VENTURE, TARGET IN FASHION FACE-OFF

Byline: Holly Haber

IRVING, Tex.--Keen competitors Target and Venture are clearly attempting to deliver fashion trends inexpensively. Visits to the stores revealed that for spring and summer, they are sticking to casual weekend wear and capping prices at $30.
Both stores here, separated by only a few thousand feet in this area of massive retail development, had stocked up on shorts, twill pants, jeans, sleeveless tops, embellished vests, crinkled skirts and printed rompers. They carried a sizable selection of denim shorts at $15 to $20.
Despite similarities, the merchandising at the two discount chains revealed different approaches.
Target seemed intent on using its private labels to deliver clean contemporary looks in natural fibers--delving deeply into such key looks as neutral-hued knit and woven separates. Its own labels appeared to comprise more than half the stock.
"We have our own trend department that travels the globe researching and predicting trends in apparel and home furnishings," said Joyce Harris, a spokeswoman for Target in Minneapolis. In the last year, she said, the store has gone from "more Gap-like basics" to more trendy merchandise.
"We're all about giving people designer-looking things at affordable prices," she said.
Target officials declined to discuss the performance of the women's apparel business.
Target still looked a little like The Gap, with comfortably spaced displays of current commodity styles made chiefly of cotton, silk, linen and rayon. Signs atop racks had color photographs of models wearing suggested ensembles, with prices indicated by curving black arrows pointing to the respective pieces.
Target is obviously putting a lot of effort behind its Sostanza contemporary apparel label. Silk and cotton knit vests with interlaced ribbon trim and wood buttons, for example, were $15.99. Cotton thermal tank tops and bike shorts in solid black, forest, magenta and natural were $8.99 each. And mandarin-collar sleeveless silk shirts in solid colors were $14.99.
Most Sostanza styles were offered in a muted palette of solid colors, including natural, black, ochre, forest, burgundy, navy, magenta and blue. The occasional bright was a splash of yellow or red.
Denim dominated the front of the women's department, with a display of Sostanza short overalls in solid and striped shades of faded indigo, black and white for $21.99.

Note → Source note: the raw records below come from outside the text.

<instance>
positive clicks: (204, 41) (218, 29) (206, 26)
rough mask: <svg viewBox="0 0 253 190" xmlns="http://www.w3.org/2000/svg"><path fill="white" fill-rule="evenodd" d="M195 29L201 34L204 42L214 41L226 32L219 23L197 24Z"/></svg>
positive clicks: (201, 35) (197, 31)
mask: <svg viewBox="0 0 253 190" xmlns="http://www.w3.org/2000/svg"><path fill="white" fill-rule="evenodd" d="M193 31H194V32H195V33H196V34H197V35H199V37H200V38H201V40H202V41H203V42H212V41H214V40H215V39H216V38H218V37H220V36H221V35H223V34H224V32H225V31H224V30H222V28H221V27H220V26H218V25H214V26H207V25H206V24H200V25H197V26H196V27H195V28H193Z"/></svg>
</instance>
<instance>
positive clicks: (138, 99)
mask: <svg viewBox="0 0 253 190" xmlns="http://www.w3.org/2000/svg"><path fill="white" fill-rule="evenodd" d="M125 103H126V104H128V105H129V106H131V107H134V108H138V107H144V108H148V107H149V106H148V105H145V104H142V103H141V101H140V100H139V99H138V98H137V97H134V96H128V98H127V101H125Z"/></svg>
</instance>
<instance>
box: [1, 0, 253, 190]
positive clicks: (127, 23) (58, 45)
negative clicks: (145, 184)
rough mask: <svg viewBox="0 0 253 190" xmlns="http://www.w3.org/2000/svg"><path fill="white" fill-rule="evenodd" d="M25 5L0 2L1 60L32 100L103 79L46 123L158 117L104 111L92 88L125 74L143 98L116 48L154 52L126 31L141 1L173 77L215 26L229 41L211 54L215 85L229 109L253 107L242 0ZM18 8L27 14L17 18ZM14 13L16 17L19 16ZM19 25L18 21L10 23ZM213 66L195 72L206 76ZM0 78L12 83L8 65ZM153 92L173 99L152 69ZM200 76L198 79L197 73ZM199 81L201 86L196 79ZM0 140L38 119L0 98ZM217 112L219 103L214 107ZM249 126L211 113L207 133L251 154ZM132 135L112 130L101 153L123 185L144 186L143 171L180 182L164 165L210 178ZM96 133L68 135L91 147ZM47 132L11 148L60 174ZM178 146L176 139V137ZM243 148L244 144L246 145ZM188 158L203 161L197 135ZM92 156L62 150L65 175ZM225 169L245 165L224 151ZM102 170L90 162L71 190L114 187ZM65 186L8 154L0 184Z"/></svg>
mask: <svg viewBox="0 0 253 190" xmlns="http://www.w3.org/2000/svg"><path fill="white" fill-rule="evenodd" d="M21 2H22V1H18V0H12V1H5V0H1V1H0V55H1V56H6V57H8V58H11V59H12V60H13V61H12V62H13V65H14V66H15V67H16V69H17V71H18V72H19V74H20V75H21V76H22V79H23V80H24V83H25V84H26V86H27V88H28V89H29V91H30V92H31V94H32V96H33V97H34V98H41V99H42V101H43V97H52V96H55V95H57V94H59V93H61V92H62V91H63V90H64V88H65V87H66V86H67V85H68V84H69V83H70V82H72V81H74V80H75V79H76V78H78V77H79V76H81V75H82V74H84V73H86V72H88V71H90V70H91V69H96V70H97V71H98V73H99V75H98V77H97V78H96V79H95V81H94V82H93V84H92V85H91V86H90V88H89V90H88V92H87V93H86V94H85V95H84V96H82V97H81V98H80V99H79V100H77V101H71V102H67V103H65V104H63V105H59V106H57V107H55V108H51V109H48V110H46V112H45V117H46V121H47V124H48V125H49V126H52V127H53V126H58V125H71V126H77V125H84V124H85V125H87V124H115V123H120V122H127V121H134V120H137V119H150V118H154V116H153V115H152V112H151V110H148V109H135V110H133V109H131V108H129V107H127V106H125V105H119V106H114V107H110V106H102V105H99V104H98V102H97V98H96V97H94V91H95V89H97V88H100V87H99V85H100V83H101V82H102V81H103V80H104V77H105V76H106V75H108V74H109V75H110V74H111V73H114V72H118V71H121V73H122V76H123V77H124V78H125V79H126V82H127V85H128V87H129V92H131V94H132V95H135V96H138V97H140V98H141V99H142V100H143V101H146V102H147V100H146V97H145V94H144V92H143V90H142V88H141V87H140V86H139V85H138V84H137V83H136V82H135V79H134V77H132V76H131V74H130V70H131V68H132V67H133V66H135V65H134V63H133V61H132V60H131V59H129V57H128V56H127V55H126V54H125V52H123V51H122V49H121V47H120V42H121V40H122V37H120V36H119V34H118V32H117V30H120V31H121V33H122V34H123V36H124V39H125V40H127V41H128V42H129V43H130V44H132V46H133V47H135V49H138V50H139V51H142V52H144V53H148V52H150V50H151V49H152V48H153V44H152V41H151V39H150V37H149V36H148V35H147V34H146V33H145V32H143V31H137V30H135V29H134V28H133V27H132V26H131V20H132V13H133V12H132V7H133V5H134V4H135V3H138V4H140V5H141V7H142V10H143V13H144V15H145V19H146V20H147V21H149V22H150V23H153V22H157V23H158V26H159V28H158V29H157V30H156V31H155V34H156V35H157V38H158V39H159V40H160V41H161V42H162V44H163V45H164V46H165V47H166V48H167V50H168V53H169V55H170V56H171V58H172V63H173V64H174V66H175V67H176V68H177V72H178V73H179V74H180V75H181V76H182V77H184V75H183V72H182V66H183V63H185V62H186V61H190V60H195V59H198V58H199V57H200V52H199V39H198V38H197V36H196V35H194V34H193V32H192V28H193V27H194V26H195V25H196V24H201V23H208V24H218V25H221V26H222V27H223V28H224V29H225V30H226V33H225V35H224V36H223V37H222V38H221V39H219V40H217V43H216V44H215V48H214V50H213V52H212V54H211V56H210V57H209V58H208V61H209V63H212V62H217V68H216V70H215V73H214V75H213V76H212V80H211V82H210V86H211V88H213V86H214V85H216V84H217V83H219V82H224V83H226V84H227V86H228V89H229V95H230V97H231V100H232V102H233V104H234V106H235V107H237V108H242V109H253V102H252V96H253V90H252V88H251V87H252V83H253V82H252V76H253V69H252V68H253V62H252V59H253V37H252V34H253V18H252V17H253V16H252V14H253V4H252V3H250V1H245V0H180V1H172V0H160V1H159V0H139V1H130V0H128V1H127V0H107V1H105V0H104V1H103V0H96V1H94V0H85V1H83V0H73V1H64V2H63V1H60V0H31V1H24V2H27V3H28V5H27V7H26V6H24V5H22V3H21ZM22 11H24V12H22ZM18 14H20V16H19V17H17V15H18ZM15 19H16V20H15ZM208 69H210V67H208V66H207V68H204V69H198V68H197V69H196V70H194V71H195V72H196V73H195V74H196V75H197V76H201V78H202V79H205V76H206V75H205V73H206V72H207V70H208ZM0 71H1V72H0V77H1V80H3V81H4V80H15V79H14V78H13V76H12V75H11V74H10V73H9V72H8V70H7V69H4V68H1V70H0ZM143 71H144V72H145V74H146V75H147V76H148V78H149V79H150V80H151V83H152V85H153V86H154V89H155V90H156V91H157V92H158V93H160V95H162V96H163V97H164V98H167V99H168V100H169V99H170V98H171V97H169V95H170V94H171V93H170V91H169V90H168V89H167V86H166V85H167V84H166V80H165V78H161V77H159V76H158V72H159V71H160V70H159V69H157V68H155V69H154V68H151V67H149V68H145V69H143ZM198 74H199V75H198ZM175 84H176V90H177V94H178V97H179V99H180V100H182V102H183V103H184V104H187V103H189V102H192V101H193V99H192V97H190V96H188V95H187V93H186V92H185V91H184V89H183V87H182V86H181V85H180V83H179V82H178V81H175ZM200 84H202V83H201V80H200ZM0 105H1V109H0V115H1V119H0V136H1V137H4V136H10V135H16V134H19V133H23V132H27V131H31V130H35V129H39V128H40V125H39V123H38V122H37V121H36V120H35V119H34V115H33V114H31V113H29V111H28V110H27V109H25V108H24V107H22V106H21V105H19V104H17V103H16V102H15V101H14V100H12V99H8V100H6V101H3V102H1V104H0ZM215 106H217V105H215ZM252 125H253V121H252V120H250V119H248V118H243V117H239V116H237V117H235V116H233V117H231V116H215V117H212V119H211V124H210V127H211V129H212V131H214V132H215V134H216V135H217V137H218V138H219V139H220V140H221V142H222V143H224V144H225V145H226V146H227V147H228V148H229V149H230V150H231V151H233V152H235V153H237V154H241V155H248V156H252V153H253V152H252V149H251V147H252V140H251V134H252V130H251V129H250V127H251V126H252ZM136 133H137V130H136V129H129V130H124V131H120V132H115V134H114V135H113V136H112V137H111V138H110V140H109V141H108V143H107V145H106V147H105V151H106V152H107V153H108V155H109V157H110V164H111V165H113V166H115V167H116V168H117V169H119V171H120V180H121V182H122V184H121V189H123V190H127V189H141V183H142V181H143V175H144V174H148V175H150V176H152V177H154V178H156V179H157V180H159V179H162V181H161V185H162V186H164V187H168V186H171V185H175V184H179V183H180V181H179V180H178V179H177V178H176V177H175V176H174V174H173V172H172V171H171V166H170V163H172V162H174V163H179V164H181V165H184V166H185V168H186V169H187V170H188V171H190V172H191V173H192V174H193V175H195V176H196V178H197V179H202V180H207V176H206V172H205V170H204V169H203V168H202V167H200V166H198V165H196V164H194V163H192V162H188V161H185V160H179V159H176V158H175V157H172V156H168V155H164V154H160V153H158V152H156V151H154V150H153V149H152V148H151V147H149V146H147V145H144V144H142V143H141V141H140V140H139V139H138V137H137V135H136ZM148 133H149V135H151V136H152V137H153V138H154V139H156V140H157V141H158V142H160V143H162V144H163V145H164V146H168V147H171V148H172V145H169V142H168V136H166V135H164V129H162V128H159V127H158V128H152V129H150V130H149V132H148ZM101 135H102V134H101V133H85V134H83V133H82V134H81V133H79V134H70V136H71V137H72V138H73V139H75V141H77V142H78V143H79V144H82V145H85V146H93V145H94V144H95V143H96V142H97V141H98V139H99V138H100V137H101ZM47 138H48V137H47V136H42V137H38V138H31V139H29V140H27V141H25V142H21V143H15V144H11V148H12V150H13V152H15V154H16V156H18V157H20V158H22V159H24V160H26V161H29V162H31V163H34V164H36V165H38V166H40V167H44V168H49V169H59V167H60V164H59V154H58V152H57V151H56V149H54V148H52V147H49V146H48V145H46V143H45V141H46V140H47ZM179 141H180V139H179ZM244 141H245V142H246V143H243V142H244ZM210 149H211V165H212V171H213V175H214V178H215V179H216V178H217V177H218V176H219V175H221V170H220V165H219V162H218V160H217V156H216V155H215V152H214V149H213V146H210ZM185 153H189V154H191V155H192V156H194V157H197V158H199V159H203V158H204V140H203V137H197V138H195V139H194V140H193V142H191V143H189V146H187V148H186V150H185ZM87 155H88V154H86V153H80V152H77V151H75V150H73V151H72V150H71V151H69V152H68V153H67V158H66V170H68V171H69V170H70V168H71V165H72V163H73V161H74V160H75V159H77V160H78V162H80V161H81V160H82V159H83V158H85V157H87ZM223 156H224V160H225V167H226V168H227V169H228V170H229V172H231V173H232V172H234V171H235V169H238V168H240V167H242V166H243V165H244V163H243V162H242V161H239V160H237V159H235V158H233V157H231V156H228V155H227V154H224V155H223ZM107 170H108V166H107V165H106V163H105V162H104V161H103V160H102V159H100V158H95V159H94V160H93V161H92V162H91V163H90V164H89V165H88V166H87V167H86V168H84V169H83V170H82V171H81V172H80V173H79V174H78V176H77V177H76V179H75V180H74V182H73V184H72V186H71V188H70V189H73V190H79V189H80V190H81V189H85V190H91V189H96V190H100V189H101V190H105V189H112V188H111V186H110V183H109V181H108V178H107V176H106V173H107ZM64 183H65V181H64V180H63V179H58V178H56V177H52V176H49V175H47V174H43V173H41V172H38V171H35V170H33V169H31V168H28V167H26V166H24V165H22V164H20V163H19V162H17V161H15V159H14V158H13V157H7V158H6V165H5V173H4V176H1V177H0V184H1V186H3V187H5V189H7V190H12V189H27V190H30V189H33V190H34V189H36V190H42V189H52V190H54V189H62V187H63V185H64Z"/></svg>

Target's other labels also looked updated. Its traditional misses' line, called Honors, offered a black and tan checked cotton knit boxy cardigan with loop buttonholes for $29.99 that looked like a Joan Vass knockoff. It was paired with a black cotton knit short skirt for $15.99.
Among Target's trendier looks were racing-striped shorts at $9.99 and matching sleeveless, hooded tops at $11.99 in red, white and black cotton and spandex under the brand Pro Spirit.
Venture, in contrast, offered a broader selection, including louder looks, more bright prints and embellishment. It seemed less intent on designer knockoffs, hitting some popular trends, including crinkled skirts, but ignoring others, such as athletic-inspired styles. Venture also carried more national brands than Target, especially Sasson and No Excuses.
Liz Levin, senior vice president and general merchandise manager for women's apparel and jewelry for Venture in O'Fallon, Mo., said the company wants to be first among discounters who have "the latest fashion looks."
To do that, Venture has gone to manufacturers Levin described as "major suppliers for specialty and department stores, so we always know what is selling in these markets."
She declined to reveal the store's business plan, but said, "We anticipate a very good apparel year."
Big fabric trends for fall, she noted, will include flannel, fleece, corduroy, thermal, ribs and velvet, as well as "denim and more denim."
Venture's women's sportswear department made a weak first impression because it was fronted by garishly printed T-shirts, and merchandise was jammed onto racks that stood close together.
Inside, however, was a big array of merchandise under a lot of labels, including Sasson Passport, No Excuses, Kikomo, Chic, Memphis, True Blue, Tangibles, Energie by Currants, Zoomers and Zanee. There were racks crammed with shorts, pants and crinkle skirts.
Venture also had a substantial stock of private label goods, including Headliners basic printed T-shirts and matching bottoms, Jessica Stevens brightly printed camp shirts and babydoll dresses and Ivy Club Classics, which offered embroidered patchwork vests in bright colors for $16.99, among other things.
Venture had a lot more printed denim than Target. Its short overalls by Ivy Club Classics, for example, were a patchwork of solid blue with a floral print in white, blue and green for $19.99. Many of its shorts sported bright floral prints and stripes or were accented with floral embroidery and trimmed cuffs.